While Apple stomps on less-legit alternatives

Internet Security Threat Report 2014

The latest client from music streaming service Spotify will talk directly to an iPod, removing the need for iTunes to vet everything copied onto every Apple music player.

The new desktop client will synchronise playlists, and offline content for paying customers, with Android and iOS devices. That's particularly important for Apple customers who have previously been forced to run everything through iTunes, and could help Spotify's American aspirations.

Not that success for Spotify should upset Apple unduly – Cupertino still makes its money from selling hardware, though it does like to use software to tie customers in.
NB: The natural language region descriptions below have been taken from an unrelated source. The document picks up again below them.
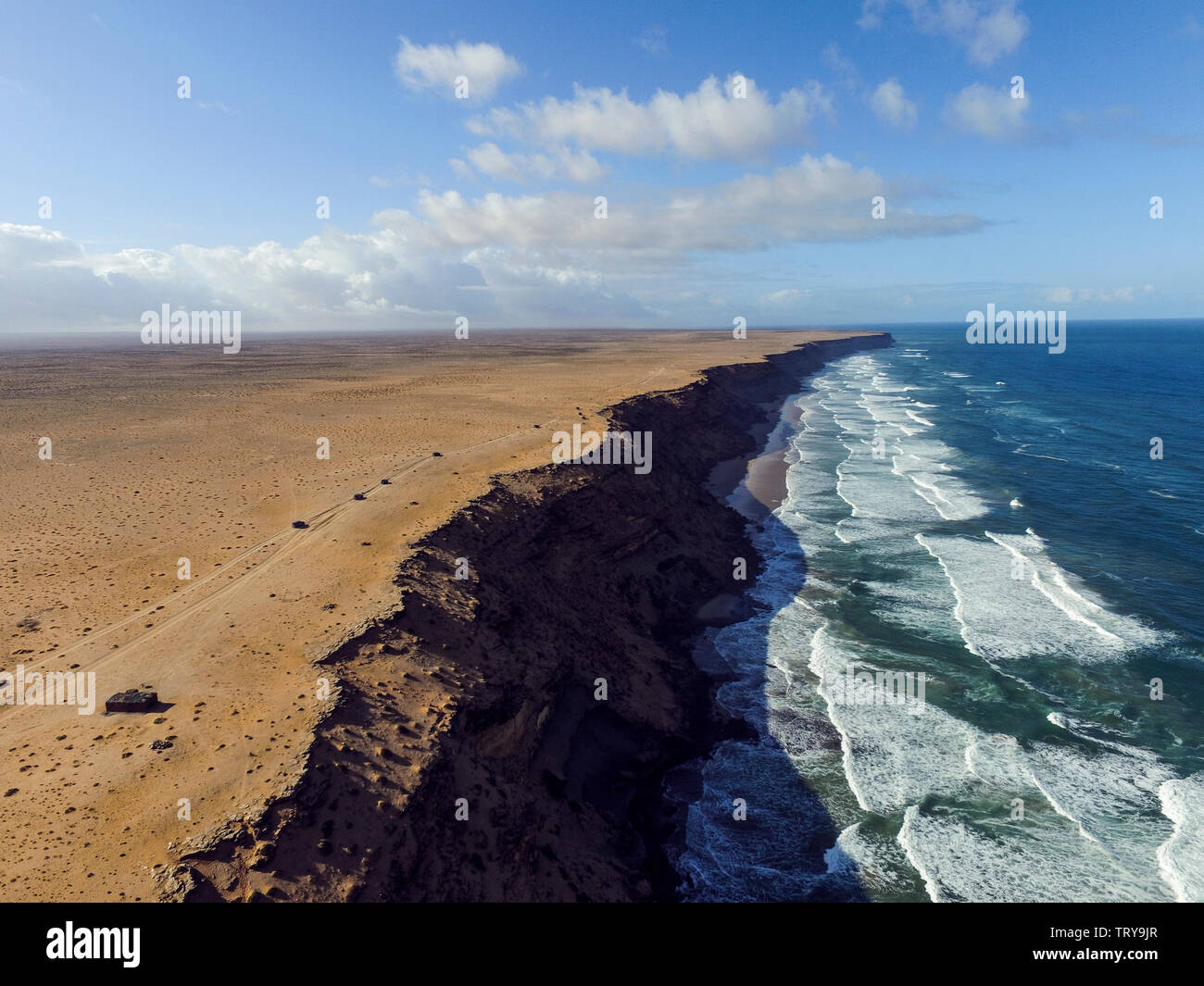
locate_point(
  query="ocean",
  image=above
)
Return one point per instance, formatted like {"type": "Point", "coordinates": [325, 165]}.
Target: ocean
{"type": "Point", "coordinates": [998, 520]}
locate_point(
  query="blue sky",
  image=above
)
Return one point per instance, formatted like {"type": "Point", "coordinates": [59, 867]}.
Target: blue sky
{"type": "Point", "coordinates": [718, 206]}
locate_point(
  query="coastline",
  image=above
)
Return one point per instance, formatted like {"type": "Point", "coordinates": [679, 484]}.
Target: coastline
{"type": "Point", "coordinates": [577, 574]}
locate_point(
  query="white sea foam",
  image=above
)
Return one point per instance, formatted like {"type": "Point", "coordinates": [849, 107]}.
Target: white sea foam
{"type": "Point", "coordinates": [1012, 601]}
{"type": "Point", "coordinates": [1181, 857]}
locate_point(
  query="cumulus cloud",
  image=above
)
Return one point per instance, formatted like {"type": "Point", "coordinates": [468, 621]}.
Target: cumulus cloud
{"type": "Point", "coordinates": [509, 259]}
{"type": "Point", "coordinates": [990, 113]}
{"type": "Point", "coordinates": [891, 105]}
{"type": "Point", "coordinates": [437, 67]}
{"type": "Point", "coordinates": [710, 123]}
{"type": "Point", "coordinates": [987, 29]}
{"type": "Point", "coordinates": [489, 159]}
{"type": "Point", "coordinates": [814, 200]}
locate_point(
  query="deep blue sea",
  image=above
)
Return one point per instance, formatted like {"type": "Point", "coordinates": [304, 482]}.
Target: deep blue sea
{"type": "Point", "coordinates": [992, 518]}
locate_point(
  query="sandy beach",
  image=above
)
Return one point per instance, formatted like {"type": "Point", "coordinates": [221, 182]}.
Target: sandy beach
{"type": "Point", "coordinates": [165, 454]}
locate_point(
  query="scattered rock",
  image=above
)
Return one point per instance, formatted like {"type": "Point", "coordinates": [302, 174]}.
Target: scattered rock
{"type": "Point", "coordinates": [132, 701]}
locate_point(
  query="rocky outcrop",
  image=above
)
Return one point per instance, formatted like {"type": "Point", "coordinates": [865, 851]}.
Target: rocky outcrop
{"type": "Point", "coordinates": [504, 733]}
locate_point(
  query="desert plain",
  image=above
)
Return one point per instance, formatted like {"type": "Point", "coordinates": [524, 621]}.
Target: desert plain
{"type": "Point", "coordinates": [165, 454]}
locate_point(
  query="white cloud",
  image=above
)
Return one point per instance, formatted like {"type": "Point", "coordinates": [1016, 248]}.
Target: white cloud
{"type": "Point", "coordinates": [1103, 295]}
{"type": "Point", "coordinates": [508, 259]}
{"type": "Point", "coordinates": [814, 200]}
{"type": "Point", "coordinates": [990, 113]}
{"type": "Point", "coordinates": [653, 40]}
{"type": "Point", "coordinates": [436, 67]}
{"type": "Point", "coordinates": [709, 123]}
{"type": "Point", "coordinates": [783, 299]}
{"type": "Point", "coordinates": [987, 29]}
{"type": "Point", "coordinates": [489, 159]}
{"type": "Point", "coordinates": [890, 103]}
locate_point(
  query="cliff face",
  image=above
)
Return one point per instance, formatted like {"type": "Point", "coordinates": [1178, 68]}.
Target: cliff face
{"type": "Point", "coordinates": [500, 770]}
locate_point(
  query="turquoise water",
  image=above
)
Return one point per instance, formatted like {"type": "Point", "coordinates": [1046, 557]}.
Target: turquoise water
{"type": "Point", "coordinates": [990, 517]}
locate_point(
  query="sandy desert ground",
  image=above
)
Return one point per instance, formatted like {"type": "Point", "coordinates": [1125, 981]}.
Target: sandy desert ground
{"type": "Point", "coordinates": [169, 453]}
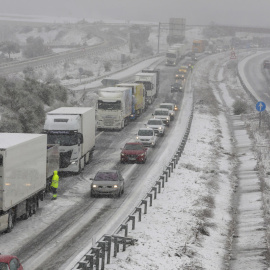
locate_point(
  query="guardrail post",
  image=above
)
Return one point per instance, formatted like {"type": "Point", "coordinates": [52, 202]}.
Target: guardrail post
{"type": "Point", "coordinates": [159, 186]}
{"type": "Point", "coordinates": [162, 178]}
{"type": "Point", "coordinates": [145, 206]}
{"type": "Point", "coordinates": [124, 243]}
{"type": "Point", "coordinates": [115, 246]}
{"type": "Point", "coordinates": [102, 244]}
{"type": "Point", "coordinates": [132, 218]}
{"type": "Point", "coordinates": [108, 238]}
{"type": "Point", "coordinates": [169, 169]}
{"type": "Point", "coordinates": [150, 195]}
{"type": "Point", "coordinates": [125, 227]}
{"type": "Point", "coordinates": [155, 192]}
{"type": "Point", "coordinates": [171, 164]}
{"type": "Point", "coordinates": [83, 265]}
{"type": "Point", "coordinates": [139, 209]}
{"type": "Point", "coordinates": [97, 251]}
{"type": "Point", "coordinates": [166, 173]}
{"type": "Point", "coordinates": [90, 259]}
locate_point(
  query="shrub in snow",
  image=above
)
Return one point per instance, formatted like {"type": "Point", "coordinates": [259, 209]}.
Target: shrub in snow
{"type": "Point", "coordinates": [239, 107]}
{"type": "Point", "coordinates": [146, 51]}
{"type": "Point", "coordinates": [107, 66]}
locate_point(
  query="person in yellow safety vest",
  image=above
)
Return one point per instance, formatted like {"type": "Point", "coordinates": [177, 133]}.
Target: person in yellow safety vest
{"type": "Point", "coordinates": [54, 185]}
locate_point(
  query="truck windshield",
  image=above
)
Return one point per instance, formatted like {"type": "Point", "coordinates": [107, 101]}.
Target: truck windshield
{"type": "Point", "coordinates": [154, 122]}
{"type": "Point", "coordinates": [109, 105]}
{"type": "Point", "coordinates": [169, 107]}
{"type": "Point", "coordinates": [170, 55]}
{"type": "Point", "coordinates": [63, 139]}
{"type": "Point", "coordinates": [147, 85]}
{"type": "Point", "coordinates": [161, 112]}
{"type": "Point", "coordinates": [4, 266]}
{"type": "Point", "coordinates": [145, 132]}
{"type": "Point", "coordinates": [133, 147]}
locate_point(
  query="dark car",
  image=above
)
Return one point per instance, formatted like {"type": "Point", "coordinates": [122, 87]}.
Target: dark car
{"type": "Point", "coordinates": [176, 87]}
{"type": "Point", "coordinates": [133, 152]}
{"type": "Point", "coordinates": [107, 182]}
{"type": "Point", "coordinates": [9, 262]}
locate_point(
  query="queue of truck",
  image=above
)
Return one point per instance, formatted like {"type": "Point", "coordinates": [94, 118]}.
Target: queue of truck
{"type": "Point", "coordinates": [119, 104]}
{"type": "Point", "coordinates": [66, 144]}
{"type": "Point", "coordinates": [175, 53]}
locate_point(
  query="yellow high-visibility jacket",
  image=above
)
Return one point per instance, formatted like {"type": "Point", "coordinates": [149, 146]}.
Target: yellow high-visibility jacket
{"type": "Point", "coordinates": [55, 180]}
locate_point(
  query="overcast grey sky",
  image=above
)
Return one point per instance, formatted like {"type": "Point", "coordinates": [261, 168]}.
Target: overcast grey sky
{"type": "Point", "coordinates": [232, 12]}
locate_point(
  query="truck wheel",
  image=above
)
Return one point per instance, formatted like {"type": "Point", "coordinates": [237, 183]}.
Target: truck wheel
{"type": "Point", "coordinates": [34, 206]}
{"type": "Point", "coordinates": [10, 221]}
{"type": "Point", "coordinates": [79, 167]}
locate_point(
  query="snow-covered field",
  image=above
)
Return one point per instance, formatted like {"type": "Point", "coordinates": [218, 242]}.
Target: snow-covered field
{"type": "Point", "coordinates": [188, 225]}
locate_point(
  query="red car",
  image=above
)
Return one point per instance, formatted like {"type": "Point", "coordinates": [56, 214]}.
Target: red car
{"type": "Point", "coordinates": [9, 262]}
{"type": "Point", "coordinates": [133, 152]}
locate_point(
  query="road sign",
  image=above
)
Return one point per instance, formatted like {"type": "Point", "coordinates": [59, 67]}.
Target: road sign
{"type": "Point", "coordinates": [260, 106]}
{"type": "Point", "coordinates": [233, 55]}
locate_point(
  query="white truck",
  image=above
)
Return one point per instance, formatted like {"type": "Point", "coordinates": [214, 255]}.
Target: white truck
{"type": "Point", "coordinates": [172, 57]}
{"type": "Point", "coordinates": [175, 53]}
{"type": "Point", "coordinates": [181, 50]}
{"type": "Point", "coordinates": [22, 176]}
{"type": "Point", "coordinates": [114, 107]}
{"type": "Point", "coordinates": [73, 128]}
{"type": "Point", "coordinates": [149, 81]}
{"type": "Point", "coordinates": [138, 95]}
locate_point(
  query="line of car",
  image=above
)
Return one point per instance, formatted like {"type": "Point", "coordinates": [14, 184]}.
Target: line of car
{"type": "Point", "coordinates": [111, 182]}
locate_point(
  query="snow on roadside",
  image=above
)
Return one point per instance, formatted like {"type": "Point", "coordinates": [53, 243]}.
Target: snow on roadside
{"type": "Point", "coordinates": [188, 224]}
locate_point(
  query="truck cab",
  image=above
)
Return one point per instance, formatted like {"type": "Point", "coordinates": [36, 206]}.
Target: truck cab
{"type": "Point", "coordinates": [73, 129]}
{"type": "Point", "coordinates": [170, 107]}
{"type": "Point", "coordinates": [163, 114]}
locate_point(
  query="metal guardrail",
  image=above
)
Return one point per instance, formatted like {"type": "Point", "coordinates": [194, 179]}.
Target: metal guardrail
{"type": "Point", "coordinates": [109, 245]}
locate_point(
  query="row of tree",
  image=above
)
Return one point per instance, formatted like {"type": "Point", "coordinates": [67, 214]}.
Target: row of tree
{"type": "Point", "coordinates": [23, 103]}
{"type": "Point", "coordinates": [34, 47]}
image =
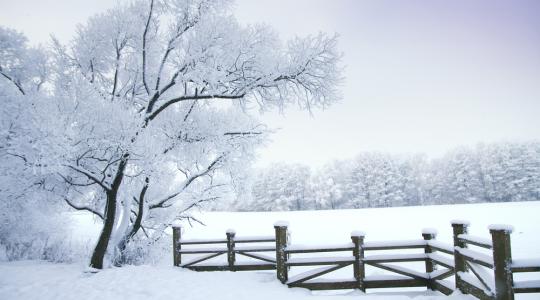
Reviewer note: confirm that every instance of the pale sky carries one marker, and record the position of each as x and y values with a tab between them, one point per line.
421	76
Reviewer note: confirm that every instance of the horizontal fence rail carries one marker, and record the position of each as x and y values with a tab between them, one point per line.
480	267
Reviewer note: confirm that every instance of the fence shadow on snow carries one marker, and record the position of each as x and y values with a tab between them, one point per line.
481	267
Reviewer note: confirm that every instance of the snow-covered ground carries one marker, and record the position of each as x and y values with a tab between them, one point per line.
32	280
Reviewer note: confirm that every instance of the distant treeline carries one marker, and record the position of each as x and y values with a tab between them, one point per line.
499	172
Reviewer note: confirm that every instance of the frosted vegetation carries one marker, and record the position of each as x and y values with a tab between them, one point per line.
145	114
150	112
498	172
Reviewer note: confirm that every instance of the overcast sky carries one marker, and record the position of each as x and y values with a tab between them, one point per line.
421	76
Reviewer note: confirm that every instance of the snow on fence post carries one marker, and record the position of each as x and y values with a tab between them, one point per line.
230	248
459	227
429	234
281	244
502	260
177	233
357	238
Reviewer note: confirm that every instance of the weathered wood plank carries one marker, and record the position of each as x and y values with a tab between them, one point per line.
327	285
400	270
319	261
202	242
468	288
314	274
291	250
201	259
255	267
468	256
257	256
394	283
202	251
472	240
395	258
443	288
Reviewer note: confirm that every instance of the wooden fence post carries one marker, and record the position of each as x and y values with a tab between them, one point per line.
281	244
357	238
231	255
177	234
502	260
429	234
459	227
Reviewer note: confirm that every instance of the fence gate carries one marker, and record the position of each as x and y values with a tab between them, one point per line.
254	249
481	267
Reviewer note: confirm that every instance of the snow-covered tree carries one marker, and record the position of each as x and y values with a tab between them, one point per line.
149	111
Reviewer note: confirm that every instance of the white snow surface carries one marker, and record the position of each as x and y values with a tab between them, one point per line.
503	227
42	280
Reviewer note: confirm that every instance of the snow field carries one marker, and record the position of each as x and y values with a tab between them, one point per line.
31	279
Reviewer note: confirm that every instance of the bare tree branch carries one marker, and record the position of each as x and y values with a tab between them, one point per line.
163	203
144	47
85	208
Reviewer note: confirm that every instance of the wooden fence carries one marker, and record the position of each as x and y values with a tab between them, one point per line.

Should Apple launch its much-discussed streaming service, Spotify will be a significant competitor; but for the moment Apple is busy removing less legitimate alternatives such as "Any Music Downloader" which was, for a moment, the most popular iPhone application available.

Any Music Downloader also bypassed iTunes, by searching various dodgy (and less dodgy) websites for any named MP3, which it would then download for local playback. That certainly counts as facilitating copyright abuse, and so Apple pulled the app from the store - it has since vanished from the developer's site too (though not before Wired got a copy to play with).

Apple is unlikely to be so aggressive with Spotify, especially when Spotify's owners include the major labels, whom even Apple can't afford to annoy too much.